SEE AND DO: The bullet-laden Fort Santiago in Manila, the hanging coffins in Sagada, the pristine beaches of Palawan, the rice field amphitheater in Banaue and the underwater life in Puerto Galera. Hike to the crater lake on top of Mount Pinatubo, an active volcano, kayak along uninhabited beaches in Palawan and dive anywhere in this mecca of underwater life
EAT: With a country as spread out as this one, look for local specialties in each place you visit, such as garlic rice and various adobo dishes. Heavily influenced by the neighboring countries, there is truly something for everyone and, if you’re a fruit lover, be sure to load up on fresh mangoes and bananas at dirt-cheap prices.
In his nearly five years as an ALT in Shiga-ken, Dusty Wittman has extensively traveled Southeast Asia and the Philippines tops his list of amazing countries.
by Dan Ayres
Beautiful Thailand is undoubtedly one of South-East Asia’s brightest stars. Blessed with balmybeaches, tastebud-tantalising colourful cuisine and a unique and accessible history and culture, it’s easy to see why so many backpackers flock to this multifaceted country.
GETTING THERE AND AROUND: Bangkok Suvarnabhumi Airport is the main entrance point to this region, though travellers heading straight to the islands can opt to fly into Phuket. Travelling by train is by far the most comfortable and charming way of getting around. Tourist buses also criss cross the country, while ferries are necessary when travelling to most islands.
SEE AND DO: Hot, steamy and boisterous, Bangkok is the entrancing entrance point for most travellers. Khao San road heaves with bars flogging buckets of booze and hawkers selling their wares. Top tourist sites include the reclining Buddha in Wat Pho and the enormous weekend market. The seas surrounding Thailand are peppered with stunning islands. Ko Pha Ngan hosts hedonistic full moon parties, which are an ode to drunken revelry and neon face paint. The nearby island of Ko Tao offers world-class diving. And if it’s jaw-dropping beauty and azure waters you seek, Ko Phi Phi is your place. Back on the mainland, the temple-studded northern city of Chiang Mai is a jumping point for a plethora of activities, including elephant trekking, visiting hill-tribes and Thai cooking courses.

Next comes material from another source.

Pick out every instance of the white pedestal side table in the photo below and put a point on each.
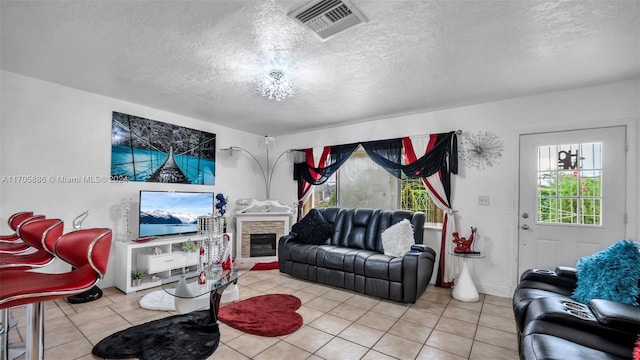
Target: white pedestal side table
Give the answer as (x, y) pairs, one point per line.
(464, 289)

EAT: One of the true delights of Thailand is the sensory journey it takes you on, especially regarding the food. Vividly coloured and brimming with spice and flavour, green curry is a must for all hungry travellers. Another favourite is pad thai, a hearty noodle dish that accompanies a chilled Beer Chang majestically.
Dan Ayres is a second-year ALT living in Omura, Nagasaki Prefecture. He is a travel enthusiast with a penchant for over-eating and lying in hammocks.